Further, we studied the correlation between ELF and TGF-β1 in HCC patients, and demonstrated their significant negative correlation. Then we used univariate analysis and the Cox regression mode to study the role of ELF and TGF-β1 on HCC, finding that the expression of ELF and TGF-β1 were both significant and independent prognostic factors for DFS or OS of HCC. These data further verified that ELF and TGF-β1 were important and promising candidate tumor biomarker for predicting the prognosis of patients with HCC, and we hypothesized if combination of ELF and TGF-β1 could give us a more sensitive way to predict HCC patients’ outcome.

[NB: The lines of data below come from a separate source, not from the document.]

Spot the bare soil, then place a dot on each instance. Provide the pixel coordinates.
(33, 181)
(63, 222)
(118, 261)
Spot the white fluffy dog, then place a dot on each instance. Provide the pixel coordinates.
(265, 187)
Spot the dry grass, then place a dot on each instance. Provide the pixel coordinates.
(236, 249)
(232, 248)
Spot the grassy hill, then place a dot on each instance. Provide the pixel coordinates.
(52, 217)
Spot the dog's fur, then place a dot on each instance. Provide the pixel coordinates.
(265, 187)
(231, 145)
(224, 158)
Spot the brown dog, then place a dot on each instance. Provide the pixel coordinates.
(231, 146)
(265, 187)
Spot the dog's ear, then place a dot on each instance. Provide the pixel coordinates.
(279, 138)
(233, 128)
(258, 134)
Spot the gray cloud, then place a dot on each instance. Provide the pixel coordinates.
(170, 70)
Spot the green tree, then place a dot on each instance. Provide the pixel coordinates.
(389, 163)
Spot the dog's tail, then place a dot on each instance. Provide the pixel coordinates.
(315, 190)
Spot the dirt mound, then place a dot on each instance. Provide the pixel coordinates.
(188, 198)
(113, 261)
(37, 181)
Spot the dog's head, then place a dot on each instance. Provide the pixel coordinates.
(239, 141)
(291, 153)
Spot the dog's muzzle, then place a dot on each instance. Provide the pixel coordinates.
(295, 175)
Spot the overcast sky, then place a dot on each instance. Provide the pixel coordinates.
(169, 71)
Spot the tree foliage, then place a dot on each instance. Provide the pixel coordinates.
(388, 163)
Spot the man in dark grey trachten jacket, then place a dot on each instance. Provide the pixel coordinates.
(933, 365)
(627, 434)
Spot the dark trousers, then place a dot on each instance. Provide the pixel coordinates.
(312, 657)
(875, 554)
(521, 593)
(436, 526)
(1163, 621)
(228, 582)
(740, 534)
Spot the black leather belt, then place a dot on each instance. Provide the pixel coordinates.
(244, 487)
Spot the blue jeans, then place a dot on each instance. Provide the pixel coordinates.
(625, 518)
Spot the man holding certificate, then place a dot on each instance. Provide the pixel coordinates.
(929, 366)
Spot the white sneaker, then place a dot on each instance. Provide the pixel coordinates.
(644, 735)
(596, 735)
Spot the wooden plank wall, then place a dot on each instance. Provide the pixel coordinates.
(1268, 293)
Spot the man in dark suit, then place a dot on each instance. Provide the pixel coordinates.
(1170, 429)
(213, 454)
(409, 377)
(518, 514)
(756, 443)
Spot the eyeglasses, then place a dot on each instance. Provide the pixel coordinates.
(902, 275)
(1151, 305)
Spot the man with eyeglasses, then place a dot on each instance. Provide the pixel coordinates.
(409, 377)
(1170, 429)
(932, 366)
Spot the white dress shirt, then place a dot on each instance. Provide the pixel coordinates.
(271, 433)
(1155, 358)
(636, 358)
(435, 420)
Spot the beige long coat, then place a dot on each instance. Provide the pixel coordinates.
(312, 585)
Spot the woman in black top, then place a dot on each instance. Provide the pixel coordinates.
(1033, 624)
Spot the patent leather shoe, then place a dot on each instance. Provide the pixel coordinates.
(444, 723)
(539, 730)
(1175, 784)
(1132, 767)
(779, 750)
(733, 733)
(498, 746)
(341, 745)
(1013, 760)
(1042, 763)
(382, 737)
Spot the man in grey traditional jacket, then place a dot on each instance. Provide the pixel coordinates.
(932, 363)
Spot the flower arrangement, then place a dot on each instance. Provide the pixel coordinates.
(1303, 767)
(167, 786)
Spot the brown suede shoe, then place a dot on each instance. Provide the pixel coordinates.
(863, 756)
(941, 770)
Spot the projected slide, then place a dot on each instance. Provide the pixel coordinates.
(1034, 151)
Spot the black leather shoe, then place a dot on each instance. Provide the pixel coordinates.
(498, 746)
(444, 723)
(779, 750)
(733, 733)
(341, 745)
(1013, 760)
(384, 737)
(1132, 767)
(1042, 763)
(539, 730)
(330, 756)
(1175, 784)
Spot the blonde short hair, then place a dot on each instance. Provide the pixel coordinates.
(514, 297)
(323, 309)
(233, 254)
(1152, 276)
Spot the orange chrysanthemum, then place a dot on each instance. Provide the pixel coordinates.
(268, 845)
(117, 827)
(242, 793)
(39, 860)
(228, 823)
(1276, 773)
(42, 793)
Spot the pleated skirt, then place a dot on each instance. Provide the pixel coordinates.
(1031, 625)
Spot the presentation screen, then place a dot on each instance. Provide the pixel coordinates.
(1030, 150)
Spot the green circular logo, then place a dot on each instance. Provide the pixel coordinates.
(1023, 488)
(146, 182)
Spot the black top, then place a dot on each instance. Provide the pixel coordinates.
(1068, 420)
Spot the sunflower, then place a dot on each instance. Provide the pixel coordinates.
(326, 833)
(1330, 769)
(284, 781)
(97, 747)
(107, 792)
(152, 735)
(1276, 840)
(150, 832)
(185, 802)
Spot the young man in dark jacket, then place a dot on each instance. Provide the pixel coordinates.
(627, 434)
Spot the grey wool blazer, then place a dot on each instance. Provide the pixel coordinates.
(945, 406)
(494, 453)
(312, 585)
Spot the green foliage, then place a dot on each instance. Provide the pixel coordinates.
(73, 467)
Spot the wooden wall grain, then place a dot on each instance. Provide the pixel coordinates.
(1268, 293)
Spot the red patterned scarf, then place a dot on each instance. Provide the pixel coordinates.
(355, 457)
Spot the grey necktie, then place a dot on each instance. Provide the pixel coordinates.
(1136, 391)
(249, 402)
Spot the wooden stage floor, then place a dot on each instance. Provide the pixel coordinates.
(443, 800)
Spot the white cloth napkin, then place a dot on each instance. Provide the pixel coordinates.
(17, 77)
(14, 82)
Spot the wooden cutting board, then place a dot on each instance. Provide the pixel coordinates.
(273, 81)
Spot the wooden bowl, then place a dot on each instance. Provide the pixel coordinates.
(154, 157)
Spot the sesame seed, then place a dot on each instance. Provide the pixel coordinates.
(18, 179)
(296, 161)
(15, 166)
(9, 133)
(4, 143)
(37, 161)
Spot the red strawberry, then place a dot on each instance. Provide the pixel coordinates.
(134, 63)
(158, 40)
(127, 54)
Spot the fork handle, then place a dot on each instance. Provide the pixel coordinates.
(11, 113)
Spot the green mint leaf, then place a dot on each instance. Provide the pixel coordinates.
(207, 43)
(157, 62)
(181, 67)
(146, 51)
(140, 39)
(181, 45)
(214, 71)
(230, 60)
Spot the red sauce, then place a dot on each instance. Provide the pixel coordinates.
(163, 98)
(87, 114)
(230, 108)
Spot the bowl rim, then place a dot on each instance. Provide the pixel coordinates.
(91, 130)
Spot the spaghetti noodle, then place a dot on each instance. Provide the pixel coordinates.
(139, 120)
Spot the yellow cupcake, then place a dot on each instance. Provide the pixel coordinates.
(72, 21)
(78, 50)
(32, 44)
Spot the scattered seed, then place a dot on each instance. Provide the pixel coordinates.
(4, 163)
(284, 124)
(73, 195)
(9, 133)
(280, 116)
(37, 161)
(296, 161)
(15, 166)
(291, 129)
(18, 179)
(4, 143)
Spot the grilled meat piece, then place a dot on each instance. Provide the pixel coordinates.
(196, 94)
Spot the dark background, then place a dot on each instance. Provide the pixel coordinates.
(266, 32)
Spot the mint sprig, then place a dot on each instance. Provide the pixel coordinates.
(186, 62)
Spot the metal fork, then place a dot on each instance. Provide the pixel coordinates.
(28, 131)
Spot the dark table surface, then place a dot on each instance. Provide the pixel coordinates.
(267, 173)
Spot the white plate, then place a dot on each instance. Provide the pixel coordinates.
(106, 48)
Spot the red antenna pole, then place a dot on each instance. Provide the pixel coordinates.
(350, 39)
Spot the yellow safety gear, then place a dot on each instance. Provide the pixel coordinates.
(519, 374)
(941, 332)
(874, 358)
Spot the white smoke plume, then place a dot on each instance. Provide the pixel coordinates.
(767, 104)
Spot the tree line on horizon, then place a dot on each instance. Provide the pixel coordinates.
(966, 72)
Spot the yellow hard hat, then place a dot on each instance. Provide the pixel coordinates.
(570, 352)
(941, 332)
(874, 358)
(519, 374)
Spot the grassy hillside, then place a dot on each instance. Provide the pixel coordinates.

It is widely understood that a combination of multiple markers might yield more information for predicting clinical outcome of HCC patients [37]. Elevation of TGF-β1 or reduction of ELF in HCC tissues appears to be predictive of a poor prognosis. The combination of TGF-β1 and ELF expression were therefore used as a predictor of clinical outcome. The results indicated that their combination has a better prognostic value compared with either one alone. For example, those patients with low ELF expression and high TGF-β1 expression had the poorest OS and DFS rates, whereas those patients with high ELF expression and low TGF-β1 expression had the most favorable OS and DFS rates. The second best prognosis belonged to these patients with low ELF expression and low TGF-β1 expression. In addition, we found that high level of ELF could partially rescue TGF-β1 related tumor promotion, but TGF-β1still was the more important factor for prognosis of patient with HCC.

Conclusions

Our study determined that loss or reduction of ELF and elevation of TGF-β1 was correlated with disease progression and metastasis in patients with HCC. And the most interesting finding was that the predictive range of ELF levels combined with TGF-β1 expression was more sensitive than that of either ELF or TGF-β1 alone with regard to OS and cumulative disease recurrence in patients with HCC. From a diagnostic viewpoint, our results suggest that the detection of tumor ELF alone or the combined evaluation of ELF/ TGF-β1 levels could be used as a new prognostic marker in patients with HCC. However, the exact mechanisms of ELF and TGF-β1 expression regulation and function in HCC should been elucidated further. In the future, ELF might be used as potentially powerful target for treatment of HCC through enhancing the tumor suppression of TGF-β pathway.